Sequence Appearance.

  • Electrophoregram has mixed peaks or is mostly blank.
  • Many ‘N’s in the sequence, if bases are called at all.
  • The read sequence file yields a no recognizable sequence.
  • Raw data has signal intensity in the low hundreds.


No Reaction

Failed DNA Sequencing Reaction

Possibles Causes.
The causes for these kind of results can be several, the most common are the following ones:

  • DNA Template concentration is too low.
    Important Note: measuring DNA concentration by UV absorption is often inaccurate and concentration is frequently overestimated. Agarose gels or espectrofluotometry are a much better method to estimate quality and quantity of DNA samples. In this case the Raw Data signal is low, around 100, due to poor DNA sequencing reaction.
  • No correct primer was added to the reaction, so binding between the DNA and the primer cannot occur. No DNA sequencing reaction, and hence Raw Data signal usually below 100 units.
  • Template purification is not working properly. Sometimes the sample preparation is contaminated with ethanol or other molecules that inhibit the DNA Polymerase, yielding no sequencing reaction.

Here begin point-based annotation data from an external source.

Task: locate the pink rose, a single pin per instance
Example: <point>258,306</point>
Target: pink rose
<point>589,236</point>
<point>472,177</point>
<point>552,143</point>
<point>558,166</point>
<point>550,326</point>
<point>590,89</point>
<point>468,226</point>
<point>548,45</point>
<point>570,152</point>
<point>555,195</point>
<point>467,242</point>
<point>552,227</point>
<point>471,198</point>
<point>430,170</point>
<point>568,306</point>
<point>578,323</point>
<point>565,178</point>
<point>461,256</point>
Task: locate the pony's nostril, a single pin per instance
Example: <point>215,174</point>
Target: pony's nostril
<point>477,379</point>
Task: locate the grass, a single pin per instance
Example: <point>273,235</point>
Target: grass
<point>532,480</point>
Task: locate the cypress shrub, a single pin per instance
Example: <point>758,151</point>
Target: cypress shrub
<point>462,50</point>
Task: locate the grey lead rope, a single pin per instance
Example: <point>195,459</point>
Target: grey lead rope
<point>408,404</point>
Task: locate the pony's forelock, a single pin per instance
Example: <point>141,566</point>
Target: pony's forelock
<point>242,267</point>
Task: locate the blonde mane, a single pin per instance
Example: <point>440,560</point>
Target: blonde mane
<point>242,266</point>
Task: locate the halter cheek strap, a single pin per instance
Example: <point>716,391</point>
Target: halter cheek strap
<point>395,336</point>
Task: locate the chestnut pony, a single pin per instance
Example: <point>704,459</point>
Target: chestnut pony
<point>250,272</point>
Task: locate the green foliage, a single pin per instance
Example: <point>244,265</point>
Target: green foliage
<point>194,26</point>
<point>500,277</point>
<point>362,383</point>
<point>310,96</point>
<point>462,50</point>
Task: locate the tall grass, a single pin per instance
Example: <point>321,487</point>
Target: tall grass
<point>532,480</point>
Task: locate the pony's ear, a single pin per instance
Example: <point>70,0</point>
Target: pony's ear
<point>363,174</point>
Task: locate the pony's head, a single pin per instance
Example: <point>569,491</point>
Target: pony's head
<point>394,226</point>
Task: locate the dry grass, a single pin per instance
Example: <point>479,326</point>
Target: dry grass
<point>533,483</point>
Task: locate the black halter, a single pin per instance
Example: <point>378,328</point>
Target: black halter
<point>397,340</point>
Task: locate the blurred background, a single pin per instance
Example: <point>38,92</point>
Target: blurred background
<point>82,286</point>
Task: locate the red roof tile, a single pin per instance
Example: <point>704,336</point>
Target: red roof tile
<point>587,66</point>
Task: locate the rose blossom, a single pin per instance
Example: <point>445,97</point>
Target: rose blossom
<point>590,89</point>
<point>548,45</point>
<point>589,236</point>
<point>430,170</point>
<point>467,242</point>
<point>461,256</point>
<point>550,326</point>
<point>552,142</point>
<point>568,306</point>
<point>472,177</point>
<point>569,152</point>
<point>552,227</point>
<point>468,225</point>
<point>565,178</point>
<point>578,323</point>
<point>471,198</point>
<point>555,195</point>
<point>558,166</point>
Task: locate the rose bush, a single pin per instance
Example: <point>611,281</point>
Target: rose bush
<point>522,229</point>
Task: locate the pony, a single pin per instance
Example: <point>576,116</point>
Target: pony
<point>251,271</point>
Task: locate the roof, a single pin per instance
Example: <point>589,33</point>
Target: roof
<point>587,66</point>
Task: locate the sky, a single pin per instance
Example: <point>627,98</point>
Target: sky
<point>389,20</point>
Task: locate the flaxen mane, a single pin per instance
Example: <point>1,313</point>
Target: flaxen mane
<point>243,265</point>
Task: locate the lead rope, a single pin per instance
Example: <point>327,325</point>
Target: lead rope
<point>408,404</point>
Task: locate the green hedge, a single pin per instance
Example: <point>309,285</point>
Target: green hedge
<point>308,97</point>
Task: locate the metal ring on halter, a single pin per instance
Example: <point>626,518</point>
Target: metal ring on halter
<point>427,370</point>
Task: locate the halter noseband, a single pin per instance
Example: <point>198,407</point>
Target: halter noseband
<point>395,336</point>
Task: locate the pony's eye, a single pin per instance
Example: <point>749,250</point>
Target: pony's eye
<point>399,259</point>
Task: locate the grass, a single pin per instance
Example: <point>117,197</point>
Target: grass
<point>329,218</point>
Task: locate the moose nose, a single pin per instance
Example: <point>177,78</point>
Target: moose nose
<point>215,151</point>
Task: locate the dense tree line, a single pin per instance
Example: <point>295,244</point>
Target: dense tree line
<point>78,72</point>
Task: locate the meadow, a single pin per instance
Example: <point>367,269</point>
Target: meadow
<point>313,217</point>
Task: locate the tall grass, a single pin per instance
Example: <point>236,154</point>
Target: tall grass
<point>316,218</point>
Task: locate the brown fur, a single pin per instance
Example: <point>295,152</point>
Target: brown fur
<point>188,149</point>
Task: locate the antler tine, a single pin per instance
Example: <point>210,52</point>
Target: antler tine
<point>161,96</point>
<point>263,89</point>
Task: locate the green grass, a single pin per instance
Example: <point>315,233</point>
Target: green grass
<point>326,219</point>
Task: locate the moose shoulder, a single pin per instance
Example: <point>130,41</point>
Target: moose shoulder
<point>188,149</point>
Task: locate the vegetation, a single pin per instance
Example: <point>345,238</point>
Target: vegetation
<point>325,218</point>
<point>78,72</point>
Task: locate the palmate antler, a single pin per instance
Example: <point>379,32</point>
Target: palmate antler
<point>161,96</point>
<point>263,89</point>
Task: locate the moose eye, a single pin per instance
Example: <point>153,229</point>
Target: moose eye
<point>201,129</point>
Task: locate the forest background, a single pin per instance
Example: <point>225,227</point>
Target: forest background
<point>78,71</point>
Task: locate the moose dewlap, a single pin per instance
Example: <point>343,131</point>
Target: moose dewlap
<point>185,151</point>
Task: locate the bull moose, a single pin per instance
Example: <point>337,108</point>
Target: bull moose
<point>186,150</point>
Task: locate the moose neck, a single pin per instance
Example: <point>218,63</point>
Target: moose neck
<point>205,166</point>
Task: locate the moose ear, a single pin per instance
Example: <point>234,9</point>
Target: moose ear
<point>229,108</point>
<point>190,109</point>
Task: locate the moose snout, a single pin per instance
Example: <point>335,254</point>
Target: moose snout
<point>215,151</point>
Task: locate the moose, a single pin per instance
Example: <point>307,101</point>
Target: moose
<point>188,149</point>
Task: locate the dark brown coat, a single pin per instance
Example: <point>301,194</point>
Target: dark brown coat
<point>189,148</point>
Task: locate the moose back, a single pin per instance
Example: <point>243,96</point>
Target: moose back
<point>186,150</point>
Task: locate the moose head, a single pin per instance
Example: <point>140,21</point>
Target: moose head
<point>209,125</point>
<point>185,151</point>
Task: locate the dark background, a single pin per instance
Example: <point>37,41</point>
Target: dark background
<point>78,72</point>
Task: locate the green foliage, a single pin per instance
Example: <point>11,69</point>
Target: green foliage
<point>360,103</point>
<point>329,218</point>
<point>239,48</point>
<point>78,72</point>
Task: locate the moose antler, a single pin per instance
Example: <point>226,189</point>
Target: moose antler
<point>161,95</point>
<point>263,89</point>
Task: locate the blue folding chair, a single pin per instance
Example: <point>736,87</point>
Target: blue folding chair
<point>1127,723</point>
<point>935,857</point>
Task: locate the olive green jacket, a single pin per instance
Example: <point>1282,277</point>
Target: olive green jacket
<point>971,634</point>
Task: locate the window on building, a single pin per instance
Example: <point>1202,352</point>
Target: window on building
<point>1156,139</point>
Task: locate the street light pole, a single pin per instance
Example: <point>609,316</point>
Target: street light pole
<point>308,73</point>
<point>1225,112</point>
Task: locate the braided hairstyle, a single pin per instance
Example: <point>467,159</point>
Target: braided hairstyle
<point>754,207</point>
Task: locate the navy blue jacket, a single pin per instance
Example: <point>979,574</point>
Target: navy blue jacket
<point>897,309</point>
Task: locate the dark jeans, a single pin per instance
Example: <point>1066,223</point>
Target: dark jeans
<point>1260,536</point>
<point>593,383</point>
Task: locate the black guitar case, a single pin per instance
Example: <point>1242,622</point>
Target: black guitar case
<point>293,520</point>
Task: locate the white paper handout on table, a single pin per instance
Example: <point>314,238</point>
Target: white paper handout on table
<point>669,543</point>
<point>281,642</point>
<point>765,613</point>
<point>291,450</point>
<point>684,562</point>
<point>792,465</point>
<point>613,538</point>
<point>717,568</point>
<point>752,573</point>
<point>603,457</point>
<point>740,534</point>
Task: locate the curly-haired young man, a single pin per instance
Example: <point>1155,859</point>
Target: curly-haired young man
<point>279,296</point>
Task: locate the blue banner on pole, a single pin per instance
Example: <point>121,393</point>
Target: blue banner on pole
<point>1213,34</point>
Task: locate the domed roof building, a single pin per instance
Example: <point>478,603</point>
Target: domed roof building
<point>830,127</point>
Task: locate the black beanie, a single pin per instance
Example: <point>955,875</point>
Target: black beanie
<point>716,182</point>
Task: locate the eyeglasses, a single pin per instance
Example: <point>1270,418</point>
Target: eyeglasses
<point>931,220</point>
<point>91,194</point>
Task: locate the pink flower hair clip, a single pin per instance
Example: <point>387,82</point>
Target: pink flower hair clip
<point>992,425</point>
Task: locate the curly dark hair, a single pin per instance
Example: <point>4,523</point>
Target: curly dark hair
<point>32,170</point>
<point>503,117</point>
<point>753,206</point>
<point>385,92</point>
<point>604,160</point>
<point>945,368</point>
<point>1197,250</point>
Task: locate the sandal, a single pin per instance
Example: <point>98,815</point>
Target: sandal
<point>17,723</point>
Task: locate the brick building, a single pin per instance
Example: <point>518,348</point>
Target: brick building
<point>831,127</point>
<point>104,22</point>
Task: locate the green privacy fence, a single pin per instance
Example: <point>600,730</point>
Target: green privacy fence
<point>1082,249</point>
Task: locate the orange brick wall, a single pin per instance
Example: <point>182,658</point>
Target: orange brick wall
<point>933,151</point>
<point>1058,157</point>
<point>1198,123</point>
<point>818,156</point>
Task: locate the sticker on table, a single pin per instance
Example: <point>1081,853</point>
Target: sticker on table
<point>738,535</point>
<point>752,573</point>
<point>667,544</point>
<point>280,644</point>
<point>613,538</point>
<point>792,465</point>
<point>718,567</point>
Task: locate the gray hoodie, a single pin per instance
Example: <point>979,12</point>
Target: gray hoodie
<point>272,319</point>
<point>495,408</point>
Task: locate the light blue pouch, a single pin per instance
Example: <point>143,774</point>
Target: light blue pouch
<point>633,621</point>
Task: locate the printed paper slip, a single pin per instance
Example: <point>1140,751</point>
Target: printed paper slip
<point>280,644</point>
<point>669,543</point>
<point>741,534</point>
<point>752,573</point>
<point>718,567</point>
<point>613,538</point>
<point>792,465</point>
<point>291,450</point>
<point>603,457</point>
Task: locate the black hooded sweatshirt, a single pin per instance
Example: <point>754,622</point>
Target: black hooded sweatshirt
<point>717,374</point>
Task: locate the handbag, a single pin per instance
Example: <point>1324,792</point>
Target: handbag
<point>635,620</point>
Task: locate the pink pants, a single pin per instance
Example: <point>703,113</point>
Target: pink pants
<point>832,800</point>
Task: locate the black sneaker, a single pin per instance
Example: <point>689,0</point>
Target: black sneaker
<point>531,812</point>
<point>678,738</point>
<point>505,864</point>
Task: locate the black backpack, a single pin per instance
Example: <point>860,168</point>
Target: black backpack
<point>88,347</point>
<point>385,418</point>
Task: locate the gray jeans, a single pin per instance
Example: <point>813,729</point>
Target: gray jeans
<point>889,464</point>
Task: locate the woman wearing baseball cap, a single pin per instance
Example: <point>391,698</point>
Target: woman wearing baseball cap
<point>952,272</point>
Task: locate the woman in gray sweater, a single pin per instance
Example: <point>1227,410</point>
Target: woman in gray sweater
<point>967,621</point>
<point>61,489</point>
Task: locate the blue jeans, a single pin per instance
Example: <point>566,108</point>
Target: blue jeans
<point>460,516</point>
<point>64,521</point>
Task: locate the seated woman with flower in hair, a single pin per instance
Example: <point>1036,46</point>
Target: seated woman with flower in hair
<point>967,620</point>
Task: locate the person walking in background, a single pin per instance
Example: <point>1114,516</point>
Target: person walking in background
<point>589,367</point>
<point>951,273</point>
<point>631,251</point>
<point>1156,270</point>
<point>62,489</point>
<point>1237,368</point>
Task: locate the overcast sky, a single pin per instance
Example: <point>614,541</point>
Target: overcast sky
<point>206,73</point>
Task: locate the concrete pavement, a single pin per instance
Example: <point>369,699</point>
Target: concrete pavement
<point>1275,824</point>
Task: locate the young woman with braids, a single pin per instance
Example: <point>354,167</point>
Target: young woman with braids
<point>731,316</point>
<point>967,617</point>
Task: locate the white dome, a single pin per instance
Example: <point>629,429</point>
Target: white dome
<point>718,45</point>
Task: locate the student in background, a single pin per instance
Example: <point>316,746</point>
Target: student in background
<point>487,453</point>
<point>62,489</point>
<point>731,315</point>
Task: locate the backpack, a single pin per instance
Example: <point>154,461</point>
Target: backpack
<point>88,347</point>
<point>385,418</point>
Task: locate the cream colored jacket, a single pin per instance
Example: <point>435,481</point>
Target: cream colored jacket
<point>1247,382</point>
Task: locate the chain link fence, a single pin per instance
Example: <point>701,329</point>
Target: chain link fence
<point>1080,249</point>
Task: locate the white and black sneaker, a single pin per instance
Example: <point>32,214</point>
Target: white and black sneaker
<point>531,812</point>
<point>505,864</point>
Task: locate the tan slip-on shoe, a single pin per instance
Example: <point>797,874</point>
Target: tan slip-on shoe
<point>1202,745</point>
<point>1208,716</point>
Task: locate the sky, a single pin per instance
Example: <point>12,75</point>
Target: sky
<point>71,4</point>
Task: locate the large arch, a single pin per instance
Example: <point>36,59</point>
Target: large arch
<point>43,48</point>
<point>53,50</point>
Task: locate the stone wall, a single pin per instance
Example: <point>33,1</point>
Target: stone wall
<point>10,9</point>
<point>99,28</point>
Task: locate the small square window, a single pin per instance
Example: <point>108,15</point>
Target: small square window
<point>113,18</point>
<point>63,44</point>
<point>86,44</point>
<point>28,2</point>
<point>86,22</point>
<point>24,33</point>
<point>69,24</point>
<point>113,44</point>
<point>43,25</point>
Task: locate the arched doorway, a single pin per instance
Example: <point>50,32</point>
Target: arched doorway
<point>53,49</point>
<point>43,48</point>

  • Check the concentration of the template by agarose gel or espectrofluorometry to ensure that it is in the ranges described in the Sample Submission Guidelines.
  • Check the primer sequence against the template sequence to ensure that there is a proper binding site.
  • Improve the quality of the template preparation, mainly for the primers making fresh dilution each time in case problems were observed.